Historians studying the Ottoman Europe tend to emphasize that the general religious framework of Orthodox community after the fall of Constantinople (1453) treated the Ottoman expansion and conquest as divine retribution for human sin, legitimizing hence the Muslim rule over eastern Christians. This reading usually overlooks the prophetic and apocalyptic beliefs of the ruled - and those of the rulers. It also tends to dismiss the capacity prophecy has for popular mobilization and downplay its importance in cementing bonds for those experiencing setback and defeat during the long period of the Ottoman rule. This paper attempts to throw new light on the subject focusing on the myths and meanings of eastern Christian political eschatology. I have proposed elsewhere that a messianic tradition of prophecy, which existed as part of the religious belief system of the Orthodox since the days of the Byzantine empire, evolved so as to counterbalance the sense of accommodation with the Ottoman authority assuring the faithful that their political status would be reversed before the End of Times. From the 15th to 18th century, post-Byzantine messianism expected the advent of a worldly king-deliverer who would topple the rule of Muslims and restore imperial sovereignty and sacred space to Christian hands. I have also argued that, in the age of revolution, post-Byzantine messianism was important in facilitating the agenda of Greek nationalism. In this lecture I will deal with three questions that extend the scope of my research agenda: given that, in the early modern context, messianic prophecy looked for the external intervention of a divine agent, could it hinder or allow for violent political action based on human effort? Second, given that the Muslim community drew from an equally rich repertoire of apocalyptic and prophetic beliefs, could a comparative study on the prophecy of the rulers and the ruled in the Ottoman empire be feasible? Third, given that messianic prophecy furnished bases for Greek nationalist mobilisation, might it also do the same for other national movements in the Balkans?

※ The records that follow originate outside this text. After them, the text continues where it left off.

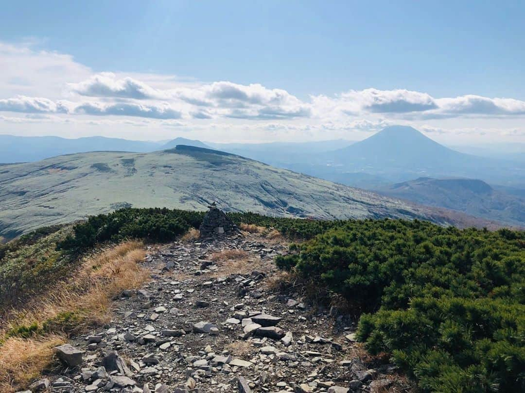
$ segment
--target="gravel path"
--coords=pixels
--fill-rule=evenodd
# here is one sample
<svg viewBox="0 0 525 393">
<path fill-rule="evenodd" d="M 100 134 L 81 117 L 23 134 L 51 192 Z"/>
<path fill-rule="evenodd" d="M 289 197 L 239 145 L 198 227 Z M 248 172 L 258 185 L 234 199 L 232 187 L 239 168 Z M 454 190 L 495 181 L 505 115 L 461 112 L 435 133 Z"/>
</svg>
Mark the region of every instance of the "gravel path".
<svg viewBox="0 0 525 393">
<path fill-rule="evenodd" d="M 391 365 L 355 357 L 351 321 L 270 290 L 287 249 L 249 234 L 149 249 L 151 281 L 116 301 L 109 325 L 71 341 L 82 353 L 62 357 L 80 365 L 33 391 L 46 380 L 57 392 L 406 390 Z"/>
</svg>

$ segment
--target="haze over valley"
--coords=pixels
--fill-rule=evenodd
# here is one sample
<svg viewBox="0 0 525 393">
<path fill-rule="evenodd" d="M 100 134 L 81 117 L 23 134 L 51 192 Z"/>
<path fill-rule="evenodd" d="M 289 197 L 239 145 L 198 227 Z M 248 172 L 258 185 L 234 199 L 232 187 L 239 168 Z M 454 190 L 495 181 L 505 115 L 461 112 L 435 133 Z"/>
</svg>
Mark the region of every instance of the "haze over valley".
<svg viewBox="0 0 525 393">
<path fill-rule="evenodd" d="M 523 20 L 3 2 L 0 392 L 525 392 Z"/>
</svg>

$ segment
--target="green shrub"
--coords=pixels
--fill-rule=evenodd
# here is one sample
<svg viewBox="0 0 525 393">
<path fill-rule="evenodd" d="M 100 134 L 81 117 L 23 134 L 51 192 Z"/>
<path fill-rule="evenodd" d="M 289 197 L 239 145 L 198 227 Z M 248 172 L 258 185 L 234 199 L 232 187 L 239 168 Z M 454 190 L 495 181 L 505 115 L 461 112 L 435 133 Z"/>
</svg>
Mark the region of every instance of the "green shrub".
<svg viewBox="0 0 525 393">
<path fill-rule="evenodd" d="M 424 391 L 525 390 L 525 233 L 345 222 L 277 265 L 343 296 Z"/>
<path fill-rule="evenodd" d="M 123 209 L 109 214 L 90 217 L 74 228 L 74 235 L 58 248 L 80 252 L 97 243 L 118 242 L 126 238 L 168 242 L 190 227 L 198 227 L 204 213 L 167 209 Z"/>
</svg>

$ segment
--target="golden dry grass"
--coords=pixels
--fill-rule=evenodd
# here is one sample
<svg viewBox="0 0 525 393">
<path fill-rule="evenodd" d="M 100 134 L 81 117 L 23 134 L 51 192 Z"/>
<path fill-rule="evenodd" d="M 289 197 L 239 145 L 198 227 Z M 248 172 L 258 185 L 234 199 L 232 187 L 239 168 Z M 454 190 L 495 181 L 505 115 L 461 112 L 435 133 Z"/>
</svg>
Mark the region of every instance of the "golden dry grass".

Marios Hatzopoulos was born in Athens in 1968. He read Philosophy at the University of Crete and obtained a Master’s degree in Political Science at the University of Athens. He then pursued Nationalism studies at the London School of Economics and Political Science where he received his PhD (2005) under the supervision of Anthony D. Smith.

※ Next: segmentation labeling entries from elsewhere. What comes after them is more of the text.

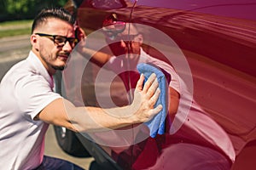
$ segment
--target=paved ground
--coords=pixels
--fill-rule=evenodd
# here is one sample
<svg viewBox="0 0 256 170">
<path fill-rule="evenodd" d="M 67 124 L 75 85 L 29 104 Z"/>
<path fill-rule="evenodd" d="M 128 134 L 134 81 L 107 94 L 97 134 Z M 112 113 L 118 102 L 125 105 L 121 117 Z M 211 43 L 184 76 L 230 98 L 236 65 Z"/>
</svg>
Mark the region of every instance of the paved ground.
<svg viewBox="0 0 256 170">
<path fill-rule="evenodd" d="M 52 126 L 49 126 L 49 128 L 48 129 L 48 132 L 46 133 L 45 155 L 68 160 L 73 163 L 76 163 L 77 165 L 79 165 L 82 167 L 84 167 L 85 169 L 89 169 L 90 162 L 94 160 L 91 157 L 73 157 L 63 152 L 57 144 Z"/>
</svg>

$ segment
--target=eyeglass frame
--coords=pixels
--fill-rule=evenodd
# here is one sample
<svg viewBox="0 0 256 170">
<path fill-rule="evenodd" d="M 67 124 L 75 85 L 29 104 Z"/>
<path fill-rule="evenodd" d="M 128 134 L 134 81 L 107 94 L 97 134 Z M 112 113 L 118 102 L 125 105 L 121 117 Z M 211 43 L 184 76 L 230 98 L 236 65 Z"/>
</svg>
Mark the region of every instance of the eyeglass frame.
<svg viewBox="0 0 256 170">
<path fill-rule="evenodd" d="M 45 34 L 45 33 L 35 33 L 35 35 L 38 35 L 40 37 L 48 37 L 49 39 L 52 40 L 53 42 L 55 44 L 56 44 L 58 47 L 63 47 L 67 42 L 69 42 L 69 44 L 72 47 L 74 47 L 76 45 L 76 43 L 78 42 L 78 39 L 76 37 L 67 37 L 65 36 L 60 36 L 60 35 L 50 35 L 50 34 Z M 56 37 L 59 37 L 61 38 L 64 38 L 65 41 L 61 42 L 56 42 Z M 51 39 L 50 37 L 52 37 L 53 39 Z M 61 44 L 63 43 L 63 44 Z"/>
</svg>

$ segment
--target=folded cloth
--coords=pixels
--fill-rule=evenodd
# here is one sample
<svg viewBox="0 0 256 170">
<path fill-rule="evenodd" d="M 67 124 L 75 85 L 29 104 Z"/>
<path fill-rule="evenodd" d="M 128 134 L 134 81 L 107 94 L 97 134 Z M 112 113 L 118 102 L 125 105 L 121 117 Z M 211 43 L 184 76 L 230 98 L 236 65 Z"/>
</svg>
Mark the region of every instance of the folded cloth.
<svg viewBox="0 0 256 170">
<path fill-rule="evenodd" d="M 137 69 L 138 70 L 140 74 L 143 73 L 144 75 L 145 82 L 148 79 L 152 73 L 154 73 L 159 82 L 160 94 L 159 96 L 158 100 L 155 103 L 155 105 L 162 105 L 163 109 L 159 114 L 154 116 L 153 119 L 145 122 L 145 124 L 149 128 L 150 136 L 152 138 L 154 138 L 157 135 L 157 133 L 163 134 L 165 133 L 165 122 L 168 110 L 168 83 L 166 82 L 165 74 L 160 71 L 160 69 L 158 69 L 156 66 L 154 66 L 149 64 L 142 63 L 137 65 Z"/>
</svg>

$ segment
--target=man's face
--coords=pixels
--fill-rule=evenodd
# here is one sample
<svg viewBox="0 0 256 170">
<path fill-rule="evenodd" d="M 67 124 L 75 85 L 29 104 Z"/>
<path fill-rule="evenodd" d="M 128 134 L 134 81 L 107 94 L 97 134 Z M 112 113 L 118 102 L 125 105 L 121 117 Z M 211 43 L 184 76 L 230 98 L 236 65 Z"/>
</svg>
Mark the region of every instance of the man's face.
<svg viewBox="0 0 256 170">
<path fill-rule="evenodd" d="M 73 26 L 58 19 L 49 19 L 36 29 L 33 49 L 49 72 L 63 70 L 75 45 Z"/>
</svg>

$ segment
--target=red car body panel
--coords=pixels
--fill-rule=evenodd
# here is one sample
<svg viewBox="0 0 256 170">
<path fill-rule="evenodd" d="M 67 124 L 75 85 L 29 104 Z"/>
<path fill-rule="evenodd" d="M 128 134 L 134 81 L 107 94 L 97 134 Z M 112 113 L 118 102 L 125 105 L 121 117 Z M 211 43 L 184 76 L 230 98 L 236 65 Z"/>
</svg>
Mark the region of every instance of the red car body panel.
<svg viewBox="0 0 256 170">
<path fill-rule="evenodd" d="M 83 1 L 77 20 L 85 32 L 101 29 L 105 17 L 116 13 L 124 20 L 131 16 L 125 21 L 168 35 L 189 63 L 194 98 L 231 139 L 236 153 L 232 169 L 254 169 L 256 2 L 138 0 L 134 8 L 135 1 L 115 1 L 109 6 L 107 2 L 112 1 Z M 157 53 L 151 48 L 146 52 Z"/>
</svg>

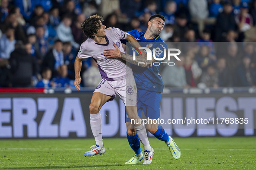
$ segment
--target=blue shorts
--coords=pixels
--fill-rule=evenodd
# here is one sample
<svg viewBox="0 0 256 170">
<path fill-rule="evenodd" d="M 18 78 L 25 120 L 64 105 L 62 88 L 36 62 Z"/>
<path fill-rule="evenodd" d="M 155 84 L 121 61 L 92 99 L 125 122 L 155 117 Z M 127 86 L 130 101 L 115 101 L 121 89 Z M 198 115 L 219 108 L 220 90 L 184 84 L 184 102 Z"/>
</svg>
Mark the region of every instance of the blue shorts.
<svg viewBox="0 0 256 170">
<path fill-rule="evenodd" d="M 143 111 L 147 118 L 157 119 L 160 117 L 161 93 L 137 89 L 137 110 L 141 117 Z M 125 122 L 131 120 L 125 111 Z"/>
</svg>

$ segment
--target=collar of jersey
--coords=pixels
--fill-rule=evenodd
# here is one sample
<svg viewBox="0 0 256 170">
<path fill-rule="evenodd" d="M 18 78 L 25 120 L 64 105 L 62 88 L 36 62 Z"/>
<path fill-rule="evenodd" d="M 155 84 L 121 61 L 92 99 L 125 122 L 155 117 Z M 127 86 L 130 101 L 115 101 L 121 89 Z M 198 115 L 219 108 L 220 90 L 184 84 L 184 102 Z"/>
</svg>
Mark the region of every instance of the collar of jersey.
<svg viewBox="0 0 256 170">
<path fill-rule="evenodd" d="M 106 41 L 107 41 L 107 44 L 99 44 L 98 43 L 95 42 L 95 43 L 96 44 L 100 45 L 104 45 L 104 46 L 107 46 L 109 44 L 109 41 L 108 40 L 108 38 L 107 37 L 107 36 L 105 36 L 105 39 L 106 39 Z"/>
<path fill-rule="evenodd" d="M 146 33 L 146 32 L 143 32 L 142 34 L 141 34 L 141 36 L 143 37 L 143 38 L 145 39 L 146 40 L 157 40 L 158 38 L 159 38 L 160 37 L 160 35 L 159 35 L 157 37 L 155 37 L 153 39 L 148 39 L 148 40 L 146 40 L 145 38 L 145 37 L 144 37 L 144 35 L 145 34 L 145 33 Z"/>
</svg>

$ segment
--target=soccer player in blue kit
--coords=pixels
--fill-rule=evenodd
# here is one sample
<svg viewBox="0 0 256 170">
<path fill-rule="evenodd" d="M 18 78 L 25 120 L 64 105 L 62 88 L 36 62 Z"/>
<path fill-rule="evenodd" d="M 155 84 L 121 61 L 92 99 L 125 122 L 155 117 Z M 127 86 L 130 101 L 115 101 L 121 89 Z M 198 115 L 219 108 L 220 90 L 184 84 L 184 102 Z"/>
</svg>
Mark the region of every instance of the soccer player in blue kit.
<svg viewBox="0 0 256 170">
<path fill-rule="evenodd" d="M 161 39 L 159 35 L 164 28 L 165 20 L 165 18 L 162 15 L 156 14 L 151 16 L 149 19 L 146 32 L 132 30 L 127 32 L 133 35 L 138 42 L 148 42 L 146 47 L 152 51 L 155 48 L 156 57 L 162 58 L 164 48 L 167 48 L 166 44 Z M 154 62 L 155 60 L 152 57 L 152 61 L 146 60 L 145 56 L 137 57 L 134 60 L 133 56 L 121 52 L 117 47 L 115 47 L 113 50 L 104 49 L 103 54 L 107 58 L 119 57 L 134 64 L 131 66 L 137 89 L 138 114 L 140 117 L 143 111 L 147 119 L 152 120 L 152 121 L 148 121 L 147 129 L 158 139 L 164 141 L 174 158 L 179 159 L 181 151 L 173 139 L 169 135 L 162 126 L 158 123 L 152 123 L 154 122 L 153 120 L 157 120 L 160 117 L 161 96 L 164 87 L 162 77 L 159 74 L 159 66 L 152 64 L 148 67 L 144 64 L 138 66 L 139 62 L 151 63 Z M 126 116 L 126 122 L 127 137 L 135 154 L 125 164 L 136 164 L 143 159 L 140 142 L 135 129 L 127 116 Z M 146 154 L 145 156 L 146 156 Z"/>
</svg>

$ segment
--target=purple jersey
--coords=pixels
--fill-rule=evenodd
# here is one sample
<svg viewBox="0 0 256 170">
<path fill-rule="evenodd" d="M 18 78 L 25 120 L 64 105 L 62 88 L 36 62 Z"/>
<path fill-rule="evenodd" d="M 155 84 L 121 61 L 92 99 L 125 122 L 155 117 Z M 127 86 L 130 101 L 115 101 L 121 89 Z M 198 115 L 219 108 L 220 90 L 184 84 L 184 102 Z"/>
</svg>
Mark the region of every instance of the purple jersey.
<svg viewBox="0 0 256 170">
<path fill-rule="evenodd" d="M 108 81 L 120 80 L 133 74 L 130 64 L 121 59 L 106 58 L 103 54 L 103 50 L 114 49 L 114 43 L 121 52 L 124 50 L 120 40 L 125 39 L 126 34 L 120 29 L 113 28 L 106 29 L 106 44 L 99 44 L 91 38 L 88 38 L 80 46 L 78 56 L 81 59 L 92 57 L 97 63 L 101 77 Z"/>
</svg>

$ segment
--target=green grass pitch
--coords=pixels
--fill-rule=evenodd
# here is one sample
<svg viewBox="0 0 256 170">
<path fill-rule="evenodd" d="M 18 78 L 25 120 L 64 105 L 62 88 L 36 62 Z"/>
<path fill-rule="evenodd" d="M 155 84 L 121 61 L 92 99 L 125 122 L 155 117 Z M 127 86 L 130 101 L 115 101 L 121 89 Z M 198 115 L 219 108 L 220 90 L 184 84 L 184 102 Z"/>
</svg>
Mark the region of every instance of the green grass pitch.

Currently, he is a research fellow at the Research Centre for Modern History (K.E.N.I.) of the Panteion University of Social and Political Sciences in Athens. He is also a researcher and a management committee member in the European Cooperation in Science and Technology (COST) Action CA 15101 “Comparative Analysis of Conspiracy Theories (COMPACT)”.

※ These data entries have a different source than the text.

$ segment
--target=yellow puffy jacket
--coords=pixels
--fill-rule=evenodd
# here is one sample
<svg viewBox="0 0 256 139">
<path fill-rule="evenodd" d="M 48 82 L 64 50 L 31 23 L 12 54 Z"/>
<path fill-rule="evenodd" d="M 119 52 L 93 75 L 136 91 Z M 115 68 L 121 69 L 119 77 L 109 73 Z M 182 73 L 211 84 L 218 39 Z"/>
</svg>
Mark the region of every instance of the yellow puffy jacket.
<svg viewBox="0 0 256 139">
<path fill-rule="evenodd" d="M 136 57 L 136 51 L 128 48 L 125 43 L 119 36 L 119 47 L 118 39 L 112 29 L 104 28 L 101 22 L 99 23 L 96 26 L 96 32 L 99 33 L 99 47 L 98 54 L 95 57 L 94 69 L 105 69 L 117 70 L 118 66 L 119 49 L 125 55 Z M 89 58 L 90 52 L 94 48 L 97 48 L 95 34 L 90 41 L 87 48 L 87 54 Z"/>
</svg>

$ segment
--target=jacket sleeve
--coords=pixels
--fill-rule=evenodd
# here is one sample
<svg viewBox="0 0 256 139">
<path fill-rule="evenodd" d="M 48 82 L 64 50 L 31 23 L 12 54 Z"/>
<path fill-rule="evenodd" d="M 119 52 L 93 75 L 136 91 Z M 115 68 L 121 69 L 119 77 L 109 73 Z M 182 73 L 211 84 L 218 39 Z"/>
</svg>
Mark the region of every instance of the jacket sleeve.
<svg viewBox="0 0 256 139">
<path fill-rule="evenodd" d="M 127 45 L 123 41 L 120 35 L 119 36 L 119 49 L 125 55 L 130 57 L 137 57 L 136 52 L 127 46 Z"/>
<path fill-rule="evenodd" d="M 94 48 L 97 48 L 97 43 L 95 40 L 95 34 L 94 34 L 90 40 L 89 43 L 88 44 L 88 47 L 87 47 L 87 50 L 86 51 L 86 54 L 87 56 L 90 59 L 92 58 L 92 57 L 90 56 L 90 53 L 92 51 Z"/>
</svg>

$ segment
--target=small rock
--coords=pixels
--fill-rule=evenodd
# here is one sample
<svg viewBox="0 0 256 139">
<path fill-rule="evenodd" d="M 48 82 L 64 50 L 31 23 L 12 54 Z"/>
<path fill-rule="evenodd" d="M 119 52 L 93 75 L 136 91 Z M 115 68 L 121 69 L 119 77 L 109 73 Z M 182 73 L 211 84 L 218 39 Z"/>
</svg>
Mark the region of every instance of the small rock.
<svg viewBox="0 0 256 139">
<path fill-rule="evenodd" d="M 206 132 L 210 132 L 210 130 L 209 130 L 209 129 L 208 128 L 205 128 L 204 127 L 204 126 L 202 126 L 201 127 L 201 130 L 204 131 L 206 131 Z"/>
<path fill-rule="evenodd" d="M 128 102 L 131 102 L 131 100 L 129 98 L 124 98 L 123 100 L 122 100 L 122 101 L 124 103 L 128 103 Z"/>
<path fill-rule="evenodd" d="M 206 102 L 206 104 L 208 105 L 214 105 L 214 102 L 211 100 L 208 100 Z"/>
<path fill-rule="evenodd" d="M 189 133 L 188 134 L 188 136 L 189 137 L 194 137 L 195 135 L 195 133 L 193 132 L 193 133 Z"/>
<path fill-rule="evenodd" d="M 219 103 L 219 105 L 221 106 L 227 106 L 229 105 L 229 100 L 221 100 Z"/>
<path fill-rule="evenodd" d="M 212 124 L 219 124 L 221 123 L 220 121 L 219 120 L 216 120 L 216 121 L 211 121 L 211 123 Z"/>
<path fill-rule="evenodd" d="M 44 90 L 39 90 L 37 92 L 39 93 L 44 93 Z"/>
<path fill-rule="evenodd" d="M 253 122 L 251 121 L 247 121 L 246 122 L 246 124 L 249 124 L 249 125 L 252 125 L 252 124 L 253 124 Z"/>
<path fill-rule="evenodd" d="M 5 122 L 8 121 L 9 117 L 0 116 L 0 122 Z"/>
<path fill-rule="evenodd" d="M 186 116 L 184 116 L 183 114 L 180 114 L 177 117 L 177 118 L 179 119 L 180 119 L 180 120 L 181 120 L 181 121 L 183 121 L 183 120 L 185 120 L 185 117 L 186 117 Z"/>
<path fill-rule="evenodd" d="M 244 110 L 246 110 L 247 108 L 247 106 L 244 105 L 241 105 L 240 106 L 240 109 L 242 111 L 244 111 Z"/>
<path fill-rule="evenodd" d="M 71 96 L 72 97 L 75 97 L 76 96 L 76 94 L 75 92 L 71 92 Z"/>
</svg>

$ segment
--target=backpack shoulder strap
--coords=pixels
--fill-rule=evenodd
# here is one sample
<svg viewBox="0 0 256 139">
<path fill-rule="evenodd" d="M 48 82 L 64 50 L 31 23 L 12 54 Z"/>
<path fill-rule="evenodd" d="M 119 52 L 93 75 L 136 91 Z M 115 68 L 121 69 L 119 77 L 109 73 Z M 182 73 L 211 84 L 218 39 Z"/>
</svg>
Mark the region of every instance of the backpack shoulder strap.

He is interested in prophecy and political radicalism in early modern Europe, Ottoman history, Modern Greek history, nationalism and popular mobilization, empire and nation-state formation in SE Europe, and finally religious nationalism in 19th and early 20th century Greece and the Balkans. His most recent publication is the chapter “Prophetic structures of the Ottoman-ruled Orthodox Community in comparative perspective: some preliminary observations”, in Paschalis M. Kitromilides & Sophia Matthaiou (eds), Greek-Serbian Relations in the Age of Nation-Building, Athens: National Hellenic Research Foundation 2016, 121-147.